New company announced today is world’s third biggest automaker.
The Nissan Renault Alliance has swallowed up a majority stake of struggling Japanese company Mitsubishi Motor Company (MMC), in the process becoming the world’s third biggest car maker behind Toyota and Volkswagen, with 10 million cars expected to be sold in 2016.
The man known in the automotive industry as ‘Le Cost Killer’, the 62-year-old Carlos Ghosn, will head the alliance, including taking on the role of chairman elect of the MMC board in addition to his duties as the chairman and CEO of Nissan.
The deal, announced in May this year and finalised today, sees the Nissan Renault Alliance acquire a 34 per cent majority stake in the company, as well as installing key Nissan management figures in the MMC business.

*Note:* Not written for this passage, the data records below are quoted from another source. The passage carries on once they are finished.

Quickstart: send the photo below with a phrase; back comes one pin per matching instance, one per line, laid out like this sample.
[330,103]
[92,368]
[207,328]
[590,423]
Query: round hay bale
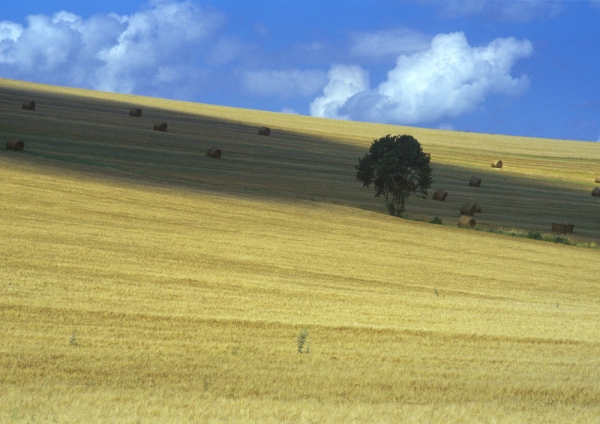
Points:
[135,111]
[474,182]
[466,222]
[440,195]
[562,227]
[15,143]
[264,131]
[160,126]
[214,152]
[467,209]
[29,105]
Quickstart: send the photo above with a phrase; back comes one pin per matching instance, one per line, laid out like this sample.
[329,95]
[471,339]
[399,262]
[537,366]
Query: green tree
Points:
[397,167]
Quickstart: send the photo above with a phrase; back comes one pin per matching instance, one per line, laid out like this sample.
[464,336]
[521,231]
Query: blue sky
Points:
[529,68]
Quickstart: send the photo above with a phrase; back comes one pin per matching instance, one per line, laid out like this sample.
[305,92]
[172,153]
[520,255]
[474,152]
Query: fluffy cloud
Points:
[344,83]
[447,80]
[153,47]
[284,84]
[388,43]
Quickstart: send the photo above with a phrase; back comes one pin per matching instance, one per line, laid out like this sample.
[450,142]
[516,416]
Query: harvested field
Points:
[147,283]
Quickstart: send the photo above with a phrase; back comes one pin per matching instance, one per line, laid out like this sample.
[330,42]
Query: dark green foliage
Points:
[397,167]
[436,220]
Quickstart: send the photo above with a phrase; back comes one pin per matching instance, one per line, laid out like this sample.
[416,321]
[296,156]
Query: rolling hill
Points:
[144,281]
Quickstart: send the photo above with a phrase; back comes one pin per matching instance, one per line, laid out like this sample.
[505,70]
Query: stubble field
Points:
[142,281]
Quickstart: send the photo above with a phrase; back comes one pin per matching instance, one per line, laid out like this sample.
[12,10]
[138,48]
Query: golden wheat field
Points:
[142,281]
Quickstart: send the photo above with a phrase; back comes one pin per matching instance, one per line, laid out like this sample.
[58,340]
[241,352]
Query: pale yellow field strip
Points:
[143,282]
[203,296]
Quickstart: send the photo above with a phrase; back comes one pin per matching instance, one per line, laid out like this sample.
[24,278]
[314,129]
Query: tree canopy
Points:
[397,167]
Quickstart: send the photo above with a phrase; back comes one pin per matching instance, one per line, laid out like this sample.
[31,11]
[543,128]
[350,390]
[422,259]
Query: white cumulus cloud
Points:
[444,81]
[344,82]
[134,53]
[284,83]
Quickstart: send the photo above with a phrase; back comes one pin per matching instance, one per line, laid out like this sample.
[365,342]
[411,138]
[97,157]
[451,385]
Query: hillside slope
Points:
[144,281]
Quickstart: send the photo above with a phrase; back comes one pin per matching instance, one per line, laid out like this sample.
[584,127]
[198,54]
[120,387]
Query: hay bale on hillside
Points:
[264,131]
[29,105]
[15,143]
[214,152]
[160,126]
[135,111]
[468,209]
[466,222]
[562,227]
[474,182]
[440,195]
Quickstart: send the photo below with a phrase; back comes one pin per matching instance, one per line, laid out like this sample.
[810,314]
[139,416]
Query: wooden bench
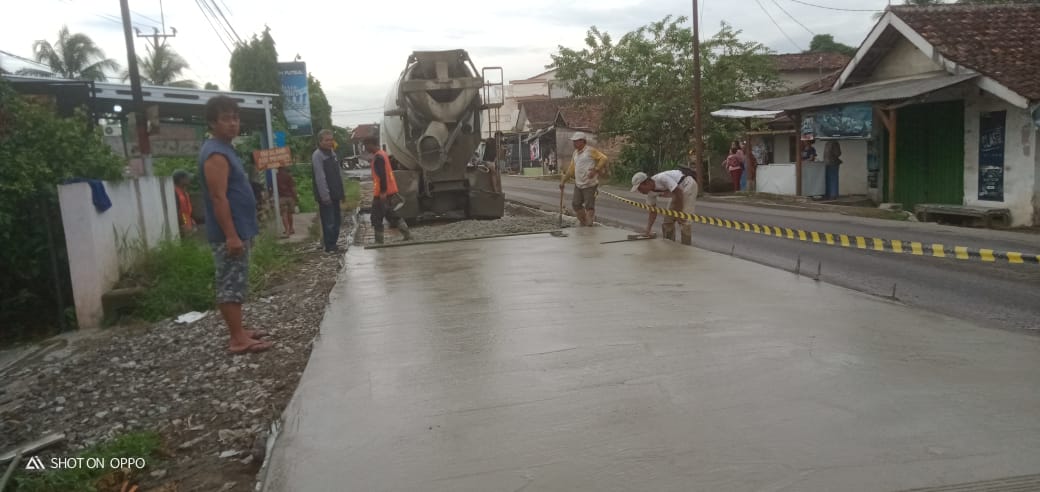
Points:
[930,212]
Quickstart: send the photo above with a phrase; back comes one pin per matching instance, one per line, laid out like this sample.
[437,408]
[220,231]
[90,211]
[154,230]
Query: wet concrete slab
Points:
[543,363]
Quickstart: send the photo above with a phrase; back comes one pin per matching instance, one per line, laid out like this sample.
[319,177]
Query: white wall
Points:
[1020,179]
[144,213]
[904,59]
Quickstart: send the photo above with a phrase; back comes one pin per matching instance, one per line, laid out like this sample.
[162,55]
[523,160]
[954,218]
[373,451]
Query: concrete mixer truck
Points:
[432,129]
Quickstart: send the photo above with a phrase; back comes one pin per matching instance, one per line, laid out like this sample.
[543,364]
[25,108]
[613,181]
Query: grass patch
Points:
[352,193]
[178,276]
[83,478]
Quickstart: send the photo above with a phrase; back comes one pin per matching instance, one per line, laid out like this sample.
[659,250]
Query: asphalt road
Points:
[995,295]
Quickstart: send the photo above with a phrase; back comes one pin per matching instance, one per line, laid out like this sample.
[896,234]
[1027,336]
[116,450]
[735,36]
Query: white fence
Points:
[144,213]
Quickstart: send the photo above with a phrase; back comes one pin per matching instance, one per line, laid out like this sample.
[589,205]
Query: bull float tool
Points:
[561,208]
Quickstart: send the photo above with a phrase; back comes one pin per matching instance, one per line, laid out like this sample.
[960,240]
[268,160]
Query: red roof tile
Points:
[798,61]
[364,131]
[581,114]
[999,42]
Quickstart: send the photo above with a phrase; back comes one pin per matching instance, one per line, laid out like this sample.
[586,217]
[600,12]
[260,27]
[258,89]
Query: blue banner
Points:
[991,130]
[297,103]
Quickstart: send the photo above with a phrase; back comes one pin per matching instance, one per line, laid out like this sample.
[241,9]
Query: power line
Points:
[211,26]
[793,18]
[834,8]
[212,15]
[239,40]
[367,109]
[778,25]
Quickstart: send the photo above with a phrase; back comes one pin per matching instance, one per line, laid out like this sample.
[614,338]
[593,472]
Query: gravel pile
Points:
[517,221]
[212,409]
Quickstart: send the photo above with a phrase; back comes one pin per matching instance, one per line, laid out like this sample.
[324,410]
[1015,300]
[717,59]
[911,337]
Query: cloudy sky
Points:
[357,49]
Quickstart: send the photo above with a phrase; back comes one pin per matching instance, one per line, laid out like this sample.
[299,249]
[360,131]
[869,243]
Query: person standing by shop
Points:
[328,189]
[832,161]
[587,165]
[287,198]
[231,221]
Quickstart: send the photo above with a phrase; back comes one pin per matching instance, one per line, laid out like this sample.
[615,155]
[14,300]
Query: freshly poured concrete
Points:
[540,363]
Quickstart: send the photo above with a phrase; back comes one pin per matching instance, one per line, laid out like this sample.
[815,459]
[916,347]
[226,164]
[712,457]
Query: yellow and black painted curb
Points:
[845,240]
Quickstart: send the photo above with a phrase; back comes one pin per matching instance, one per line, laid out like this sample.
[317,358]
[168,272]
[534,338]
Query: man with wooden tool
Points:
[587,165]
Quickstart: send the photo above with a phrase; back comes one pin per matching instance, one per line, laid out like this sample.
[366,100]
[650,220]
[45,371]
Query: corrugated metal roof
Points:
[741,113]
[860,94]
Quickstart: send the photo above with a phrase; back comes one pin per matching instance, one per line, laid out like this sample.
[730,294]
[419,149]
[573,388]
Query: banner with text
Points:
[270,158]
[297,102]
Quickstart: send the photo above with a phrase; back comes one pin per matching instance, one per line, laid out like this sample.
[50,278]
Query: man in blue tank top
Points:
[231,221]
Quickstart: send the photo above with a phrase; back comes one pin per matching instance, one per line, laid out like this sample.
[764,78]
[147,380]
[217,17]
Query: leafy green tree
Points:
[645,82]
[254,68]
[74,56]
[826,44]
[320,110]
[162,67]
[39,151]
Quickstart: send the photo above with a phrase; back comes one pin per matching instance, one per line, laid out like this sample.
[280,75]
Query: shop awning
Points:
[538,134]
[877,92]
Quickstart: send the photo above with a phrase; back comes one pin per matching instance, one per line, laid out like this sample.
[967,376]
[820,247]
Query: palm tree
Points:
[162,67]
[74,56]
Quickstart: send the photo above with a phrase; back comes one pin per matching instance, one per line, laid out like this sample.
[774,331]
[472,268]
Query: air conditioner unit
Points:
[112,129]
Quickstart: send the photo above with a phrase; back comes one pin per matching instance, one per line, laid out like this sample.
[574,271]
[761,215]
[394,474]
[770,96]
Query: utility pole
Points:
[138,99]
[698,133]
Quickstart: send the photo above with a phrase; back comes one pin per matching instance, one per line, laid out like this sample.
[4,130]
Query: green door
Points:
[930,154]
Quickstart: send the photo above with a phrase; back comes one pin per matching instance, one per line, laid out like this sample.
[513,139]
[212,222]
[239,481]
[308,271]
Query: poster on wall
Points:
[807,126]
[297,104]
[849,122]
[991,131]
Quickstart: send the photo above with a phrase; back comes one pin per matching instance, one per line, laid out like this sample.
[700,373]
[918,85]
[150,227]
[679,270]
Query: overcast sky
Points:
[357,49]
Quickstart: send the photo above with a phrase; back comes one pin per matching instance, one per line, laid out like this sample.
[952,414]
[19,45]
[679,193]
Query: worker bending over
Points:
[681,187]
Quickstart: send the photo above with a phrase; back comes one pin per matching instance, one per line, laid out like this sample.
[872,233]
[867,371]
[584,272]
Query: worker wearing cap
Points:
[681,186]
[587,165]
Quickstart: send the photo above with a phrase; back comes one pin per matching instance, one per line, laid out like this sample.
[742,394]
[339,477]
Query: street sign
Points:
[271,158]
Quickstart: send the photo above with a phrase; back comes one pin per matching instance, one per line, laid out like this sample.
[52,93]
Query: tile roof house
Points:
[799,70]
[950,100]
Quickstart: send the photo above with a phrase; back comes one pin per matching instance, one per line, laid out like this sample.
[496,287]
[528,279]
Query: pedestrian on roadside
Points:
[231,221]
[680,185]
[587,165]
[287,199]
[328,189]
[182,179]
[734,165]
[385,198]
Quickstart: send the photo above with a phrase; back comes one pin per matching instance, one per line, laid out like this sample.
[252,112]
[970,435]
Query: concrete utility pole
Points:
[144,144]
[698,133]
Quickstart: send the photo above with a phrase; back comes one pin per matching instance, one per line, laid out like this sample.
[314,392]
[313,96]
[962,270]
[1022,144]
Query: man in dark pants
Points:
[328,189]
[384,191]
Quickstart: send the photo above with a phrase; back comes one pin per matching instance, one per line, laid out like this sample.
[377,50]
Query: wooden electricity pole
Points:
[698,133]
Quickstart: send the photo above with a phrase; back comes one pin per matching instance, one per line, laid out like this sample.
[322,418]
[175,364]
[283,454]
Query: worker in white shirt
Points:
[680,185]
[587,165]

"The combination of Nissan, Mitsubishi Motors and Renault will create a new force in global car-making," said Ghosn.
New Mitsubishi SUVs will likely share underpinnings with cars like the Renault Koleos and Nissan Qashqai.
"It will be one of the world's three largest automotive groups, with the economies of scale, breakthrough technologies and manufacturing capabilities to produce vehicles to serve customer demand in every market segment and in every geographic market around the world."

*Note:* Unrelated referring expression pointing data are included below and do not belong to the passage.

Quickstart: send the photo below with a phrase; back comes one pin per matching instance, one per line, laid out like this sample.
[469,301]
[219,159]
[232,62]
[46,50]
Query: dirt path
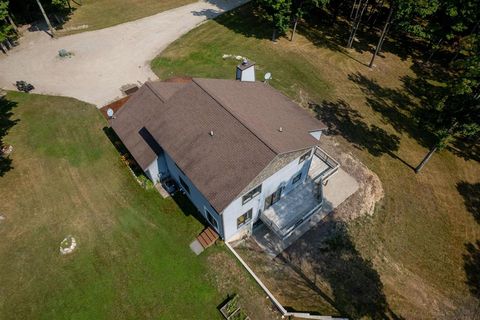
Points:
[103,60]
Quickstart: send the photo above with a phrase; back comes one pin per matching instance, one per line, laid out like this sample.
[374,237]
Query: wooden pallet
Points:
[207,237]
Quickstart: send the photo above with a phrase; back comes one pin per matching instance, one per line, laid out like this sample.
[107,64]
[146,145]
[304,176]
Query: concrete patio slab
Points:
[338,189]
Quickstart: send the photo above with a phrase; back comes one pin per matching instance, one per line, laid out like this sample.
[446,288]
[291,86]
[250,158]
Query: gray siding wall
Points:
[197,198]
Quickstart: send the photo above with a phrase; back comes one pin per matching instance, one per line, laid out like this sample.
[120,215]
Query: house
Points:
[240,150]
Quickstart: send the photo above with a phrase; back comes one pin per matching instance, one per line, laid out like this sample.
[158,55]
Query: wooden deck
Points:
[207,237]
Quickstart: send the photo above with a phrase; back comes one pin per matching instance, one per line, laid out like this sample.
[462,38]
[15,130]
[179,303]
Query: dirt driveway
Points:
[105,59]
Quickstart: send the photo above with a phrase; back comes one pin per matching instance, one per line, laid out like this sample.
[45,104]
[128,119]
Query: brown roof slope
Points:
[245,118]
[220,166]
[264,110]
[133,116]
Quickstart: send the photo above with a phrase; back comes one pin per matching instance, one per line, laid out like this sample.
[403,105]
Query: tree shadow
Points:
[467,148]
[343,120]
[246,21]
[471,197]
[398,109]
[356,289]
[6,123]
[471,264]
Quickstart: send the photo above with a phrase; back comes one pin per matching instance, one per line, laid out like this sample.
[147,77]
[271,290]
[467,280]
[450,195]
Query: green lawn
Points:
[98,14]
[417,239]
[132,258]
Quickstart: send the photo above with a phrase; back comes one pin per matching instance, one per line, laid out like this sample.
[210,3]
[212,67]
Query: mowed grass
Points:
[98,14]
[416,239]
[132,259]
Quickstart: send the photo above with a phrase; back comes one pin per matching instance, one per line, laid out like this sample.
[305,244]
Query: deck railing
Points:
[288,230]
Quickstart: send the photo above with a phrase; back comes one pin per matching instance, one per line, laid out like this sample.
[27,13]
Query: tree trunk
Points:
[294,28]
[355,26]
[353,8]
[46,19]
[382,37]
[434,50]
[425,160]
[4,49]
[14,26]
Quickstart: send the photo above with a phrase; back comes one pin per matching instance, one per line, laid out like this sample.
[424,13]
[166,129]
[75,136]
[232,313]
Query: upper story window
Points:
[244,218]
[297,178]
[184,185]
[305,156]
[251,194]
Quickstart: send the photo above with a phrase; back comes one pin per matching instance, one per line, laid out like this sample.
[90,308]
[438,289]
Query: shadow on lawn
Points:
[246,21]
[6,123]
[471,197]
[471,264]
[343,120]
[356,290]
[396,107]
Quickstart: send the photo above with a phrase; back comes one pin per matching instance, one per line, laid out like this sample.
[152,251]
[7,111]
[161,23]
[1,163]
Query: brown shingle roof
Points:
[245,118]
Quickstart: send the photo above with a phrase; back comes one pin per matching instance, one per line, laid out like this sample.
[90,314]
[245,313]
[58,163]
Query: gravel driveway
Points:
[105,59]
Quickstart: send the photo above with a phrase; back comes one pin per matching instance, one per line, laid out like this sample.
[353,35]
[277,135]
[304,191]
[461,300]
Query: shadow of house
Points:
[471,264]
[6,123]
[355,288]
[343,120]
[471,197]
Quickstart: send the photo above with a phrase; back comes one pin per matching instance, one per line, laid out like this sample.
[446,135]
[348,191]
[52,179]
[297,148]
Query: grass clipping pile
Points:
[68,245]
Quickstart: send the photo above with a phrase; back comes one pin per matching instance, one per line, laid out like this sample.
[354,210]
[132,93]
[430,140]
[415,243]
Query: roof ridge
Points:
[239,119]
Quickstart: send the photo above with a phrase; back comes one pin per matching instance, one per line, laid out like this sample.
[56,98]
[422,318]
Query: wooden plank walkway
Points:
[207,237]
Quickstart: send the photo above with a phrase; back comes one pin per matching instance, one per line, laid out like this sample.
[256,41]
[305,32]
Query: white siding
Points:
[283,177]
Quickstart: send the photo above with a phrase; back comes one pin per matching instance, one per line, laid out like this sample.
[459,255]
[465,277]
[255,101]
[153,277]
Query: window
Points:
[244,218]
[252,194]
[184,185]
[297,178]
[274,197]
[211,219]
[305,156]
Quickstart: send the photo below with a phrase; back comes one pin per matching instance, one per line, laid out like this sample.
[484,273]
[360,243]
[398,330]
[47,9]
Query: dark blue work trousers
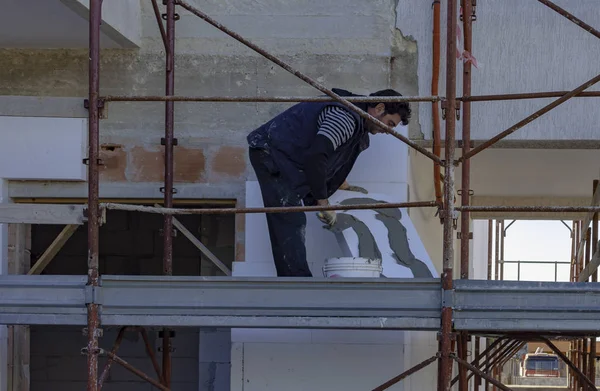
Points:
[286,230]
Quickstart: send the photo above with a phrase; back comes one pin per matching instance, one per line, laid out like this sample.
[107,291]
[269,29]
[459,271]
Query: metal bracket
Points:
[172,334]
[448,298]
[161,232]
[162,190]
[163,141]
[99,333]
[452,336]
[459,235]
[101,107]
[176,17]
[99,161]
[459,192]
[93,295]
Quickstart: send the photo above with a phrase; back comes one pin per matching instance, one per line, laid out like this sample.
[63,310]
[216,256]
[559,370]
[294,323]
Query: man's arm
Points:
[336,126]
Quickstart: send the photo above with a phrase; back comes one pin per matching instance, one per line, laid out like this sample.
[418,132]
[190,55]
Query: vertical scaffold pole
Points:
[445,372]
[93,317]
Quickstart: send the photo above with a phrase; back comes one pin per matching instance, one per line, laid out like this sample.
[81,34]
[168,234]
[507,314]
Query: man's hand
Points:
[348,187]
[326,216]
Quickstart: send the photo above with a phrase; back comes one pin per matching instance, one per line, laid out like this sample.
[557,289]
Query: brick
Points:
[145,165]
[114,162]
[188,165]
[230,161]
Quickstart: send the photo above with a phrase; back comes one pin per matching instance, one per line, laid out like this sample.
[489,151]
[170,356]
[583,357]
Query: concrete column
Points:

Ghosn oversaw the revival of the ailing Nissan brand after the alliance was formed in 1999 by smashing decades-old keiretsu deals (favourable corporate partner structures that are common amongst large Japanese businesses), closing factories and consolidating supply chains and car platforms.
He has already indicated that he expects to realise A$300 million in savings across the three companies by the middle of 2017, and more than A$750 million in fiscal year 2018.
These savings will partly come at the expense of new vehicle development within MMC. For example, the next Triton pick-up will most likely be built atop the Nissan Navara/Renault Alaskan/Mercedes-Benz GLT platform, while new Mitsubishi SUVs will likely share underpinnings with cars like the Renault Koleos and Nissan Qashqai.
MMC struck trouble in 2015 after it revealed it had been fudging its claimed fuel economy figures on Japanese-market cars for the better part of three years.
Nissan and MMC have a history of sharing technology across the Japanese-market kei car spectrum. Interestingly, it was during a fuel economy figures test that was requested by Nissan that the error in reporting the fuel economy figure of the car models in questionto the Japanese government came to light.
None of the cars involved in the scandal were sold in Australia.
Locally, Mitsubishi leans heavily on a broad SUV range, with the ASX, Triton and the Pajero Sport the brightest lights in the sales race. It recently sold its last Evo X, though, while its Pajero and Lancer models are among the oldest cars on sale today.